Thursday, September 1, 2016

A Review: Mockingjay

This is the last instalment of the popular trilogy, the Hunger Games. I read books before catching the movie so I can be sure I get the intent of the author, because movies are generally edited to fit the budget, length or even audience taste. The Walking Dead is the perfect example of the comic and the show having few commonalities other than zombies and Rick Grimes.

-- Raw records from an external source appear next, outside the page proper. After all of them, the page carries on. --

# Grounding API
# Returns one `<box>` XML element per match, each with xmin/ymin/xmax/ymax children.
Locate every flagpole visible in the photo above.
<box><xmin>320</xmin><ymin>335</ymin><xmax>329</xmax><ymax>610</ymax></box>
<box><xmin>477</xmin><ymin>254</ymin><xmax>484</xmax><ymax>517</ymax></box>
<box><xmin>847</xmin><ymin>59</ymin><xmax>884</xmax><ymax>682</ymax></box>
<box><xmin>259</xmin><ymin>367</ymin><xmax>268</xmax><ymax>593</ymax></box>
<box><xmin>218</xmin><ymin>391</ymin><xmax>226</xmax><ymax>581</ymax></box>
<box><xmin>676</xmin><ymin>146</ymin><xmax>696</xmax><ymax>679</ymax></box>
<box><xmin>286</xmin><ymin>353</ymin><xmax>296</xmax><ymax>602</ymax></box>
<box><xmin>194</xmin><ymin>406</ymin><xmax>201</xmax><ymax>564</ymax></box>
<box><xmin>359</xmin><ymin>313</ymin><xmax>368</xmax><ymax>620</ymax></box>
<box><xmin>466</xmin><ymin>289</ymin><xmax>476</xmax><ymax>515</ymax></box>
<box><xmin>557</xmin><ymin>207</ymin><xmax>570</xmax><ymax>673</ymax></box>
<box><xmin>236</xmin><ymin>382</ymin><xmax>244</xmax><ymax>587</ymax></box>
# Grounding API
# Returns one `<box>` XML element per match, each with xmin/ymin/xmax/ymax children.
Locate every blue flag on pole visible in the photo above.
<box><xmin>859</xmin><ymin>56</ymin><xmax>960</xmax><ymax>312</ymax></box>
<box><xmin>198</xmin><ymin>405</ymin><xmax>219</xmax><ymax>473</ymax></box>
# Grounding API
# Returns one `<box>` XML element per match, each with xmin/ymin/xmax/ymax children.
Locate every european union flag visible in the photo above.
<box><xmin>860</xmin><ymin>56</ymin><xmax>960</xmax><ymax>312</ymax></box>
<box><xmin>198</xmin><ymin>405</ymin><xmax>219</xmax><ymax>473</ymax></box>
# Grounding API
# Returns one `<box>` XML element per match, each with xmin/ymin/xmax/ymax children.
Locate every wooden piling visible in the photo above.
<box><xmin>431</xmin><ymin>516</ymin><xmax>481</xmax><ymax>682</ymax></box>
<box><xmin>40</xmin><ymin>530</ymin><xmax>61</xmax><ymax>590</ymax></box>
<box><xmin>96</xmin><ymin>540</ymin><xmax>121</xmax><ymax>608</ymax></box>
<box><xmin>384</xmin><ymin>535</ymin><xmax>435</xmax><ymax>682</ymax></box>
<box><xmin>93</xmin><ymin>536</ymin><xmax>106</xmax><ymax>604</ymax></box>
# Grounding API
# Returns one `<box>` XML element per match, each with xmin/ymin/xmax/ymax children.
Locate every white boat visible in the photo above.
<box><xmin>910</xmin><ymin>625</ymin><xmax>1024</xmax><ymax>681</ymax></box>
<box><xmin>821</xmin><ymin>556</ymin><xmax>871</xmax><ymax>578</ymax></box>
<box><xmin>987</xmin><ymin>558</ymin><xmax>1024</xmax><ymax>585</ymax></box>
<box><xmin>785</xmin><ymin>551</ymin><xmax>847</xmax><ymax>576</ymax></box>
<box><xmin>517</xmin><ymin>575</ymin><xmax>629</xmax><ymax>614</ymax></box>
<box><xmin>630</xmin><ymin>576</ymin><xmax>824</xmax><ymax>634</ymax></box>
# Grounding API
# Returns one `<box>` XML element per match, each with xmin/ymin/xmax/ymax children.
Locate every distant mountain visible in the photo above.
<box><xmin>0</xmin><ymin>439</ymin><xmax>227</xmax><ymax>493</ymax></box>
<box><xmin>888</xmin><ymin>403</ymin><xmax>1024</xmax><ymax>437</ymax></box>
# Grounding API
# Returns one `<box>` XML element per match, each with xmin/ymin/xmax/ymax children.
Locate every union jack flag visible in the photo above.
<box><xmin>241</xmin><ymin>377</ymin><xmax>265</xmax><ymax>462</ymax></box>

I breezed through this one just as fast as the other two and found it easy to get back into the story. Despite being another youth novel, I didn't struggle to get pulled into the story and followed right along. In this book, Katniss' character is changing more and more, and she's questioning her own motives and even behaviours. The fact that she's struggling to maintain her connection with Gale is a pivotal piece, in my opinion, because they both fed off one another throughout their youth. Even her little sister Primrose is no longer the whiny screechy kid sister and learning her own trade. This instalment is a sort of turning point where each characters' coming of age is evident. The story happens in more detail and at a much slower pace than the movies, which I appreciated.

The mockingjay flies free

Darker themes such as war, poverty, effects of war are more prominent in this book; giving it a darker tone than the previous two. The characters are plunged into darker versions of themselves when forced to confront the sadistic retaliation of the Capitol not evident in the first two. Difficult decisions are made and hard consequences are apparent. Our heroine reluctantly faces these new found situations and strives to maintain a sense of dignity and humanity. Reading the book gives you the inner dialogue of the characters that is impossible to gain from watching the movie and this story is best told in the written medium.